Italy approved a decree Monday which empowers it to take a stake in Telecom Italia SpA’s network business, part of an effort by Prime Minister Giorgia Meloni’s increasingly activist government to assert more control over strategic assets.
(Bloomberg) — Italy approved a decree Monday which empowers it to take a stake in Telecom Italia SpA’s network business, part of an effort by Prime Minister Giorgia Meloni’s increasingly activist government to assert more control over strategic assets.
The decree gives cabinet backing to an agreement with US private equity firm KKR & Co. to jointly control Telecom Italia’s grid. Under the deal, which has been in the works for months, Italy is entitled to take as much as 20% of the business, the most valuable in the former monopoly’s portfolio.

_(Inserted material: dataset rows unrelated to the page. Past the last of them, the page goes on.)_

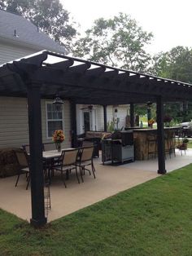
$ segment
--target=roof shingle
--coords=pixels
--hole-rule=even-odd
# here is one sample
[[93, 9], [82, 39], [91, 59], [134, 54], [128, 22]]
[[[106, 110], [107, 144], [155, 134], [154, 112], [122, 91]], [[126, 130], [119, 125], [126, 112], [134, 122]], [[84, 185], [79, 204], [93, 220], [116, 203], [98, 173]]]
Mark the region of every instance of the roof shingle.
[[[15, 34], [16, 36], [15, 36]], [[0, 10], [0, 38], [11, 39], [16, 43], [24, 43], [62, 54], [68, 51], [48, 35], [39, 31], [36, 25], [20, 15]]]

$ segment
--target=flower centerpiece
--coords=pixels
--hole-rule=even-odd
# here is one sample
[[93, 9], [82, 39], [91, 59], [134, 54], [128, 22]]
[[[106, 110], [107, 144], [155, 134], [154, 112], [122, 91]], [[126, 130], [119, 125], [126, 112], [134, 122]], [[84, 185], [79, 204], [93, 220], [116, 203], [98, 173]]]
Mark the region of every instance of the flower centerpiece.
[[148, 124], [150, 126], [151, 128], [153, 128], [153, 124], [155, 122], [155, 118], [151, 118], [149, 121], [148, 121]]
[[165, 123], [165, 126], [167, 127], [169, 127], [169, 123], [172, 121], [172, 117], [168, 116], [168, 115], [165, 115], [164, 118], [164, 122]]
[[62, 130], [55, 130], [52, 137], [53, 141], [55, 143], [56, 148], [58, 152], [61, 151], [61, 143], [64, 141], [65, 135]]

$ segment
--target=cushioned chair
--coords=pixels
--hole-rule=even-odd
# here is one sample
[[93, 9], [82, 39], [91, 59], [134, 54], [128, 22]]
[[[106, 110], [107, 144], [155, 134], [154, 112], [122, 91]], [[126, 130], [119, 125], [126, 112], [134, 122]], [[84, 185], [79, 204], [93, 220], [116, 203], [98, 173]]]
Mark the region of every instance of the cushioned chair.
[[95, 169], [93, 161], [94, 149], [94, 147], [93, 146], [83, 147], [80, 149], [80, 158], [76, 165], [80, 168], [80, 174], [82, 182], [84, 182], [83, 174], [85, 174], [85, 170], [88, 170], [89, 174], [91, 174], [90, 170], [88, 169], [88, 166], [90, 166], [94, 178], [95, 179]]
[[65, 188], [67, 188], [64, 179], [64, 173], [67, 174], [69, 174], [72, 170], [76, 170], [76, 176], [78, 183], [80, 183], [77, 168], [76, 168], [76, 161], [78, 157], [79, 148], [75, 148], [72, 150], [63, 151], [61, 157], [59, 161], [56, 162], [53, 169], [55, 170], [59, 170], [61, 172], [61, 178], [63, 179], [63, 184]]
[[26, 151], [24, 150], [15, 150], [15, 151], [16, 159], [18, 161], [18, 164], [20, 166], [20, 170], [18, 170], [18, 176], [15, 183], [15, 187], [18, 184], [20, 174], [25, 174], [26, 179], [27, 179], [27, 187], [26, 190], [28, 189], [28, 184], [30, 183], [30, 174], [29, 174], [29, 169], [28, 169], [28, 154]]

“Our vision is the one that the center-right has always backed: assuming strategic control of the telecom network and protecting jobs,” Meloni said during the cabinet meeting, according to a statement distributed by her office.
“What we are taking today is a first step, which will be followed by more market-driven decisions,” she added.
KKR signed a preliminary agreement this month to include the government in its €23 billion ($25 billion) bid for the network, which Telecom Italia is offloading in an effort to trim gross debt of more than €30 billion.
The government is ready to spend as much as €2.2 billion on the deal, Economy Minister Giancarlo Giorgetti said at a news conference in Rome. A role is still possible for state lender Cassa Depositi e Prestiti “compatible with antitrust limits,” he added.
How and for how much to sell the asset has for years been a contentious issue with the company’s largest shareholder, France’s Vivendi SE, which earlier opposed the deal.
While the company is privately owned, the telecommunications business falls under the oversight of the government, which has the right to veto deals involving what it considers strategic assets.
The reason for the government’s decision to take a stake is “to have a say over issues of security and infrastructure that are vital for the future of the country,” Giorgetti said.
Meloni’s coalition, which inherited the unresolved problem of what to do with the network business from former Premier Mario Draghi’s government in 2022, has pledged to protect Telecom Italia’s 40,000 employees but for months disagreed on the best way to proceed.
The decision to become directly involved in the company’s ownership reflects Meloni’s interventionist strategy and her interest in keeping a direct control in the business.
The former telecoms monopoly has been grappling with a complex mix of high labor costs and the need for ever-expanding investments to modernize infrastructure.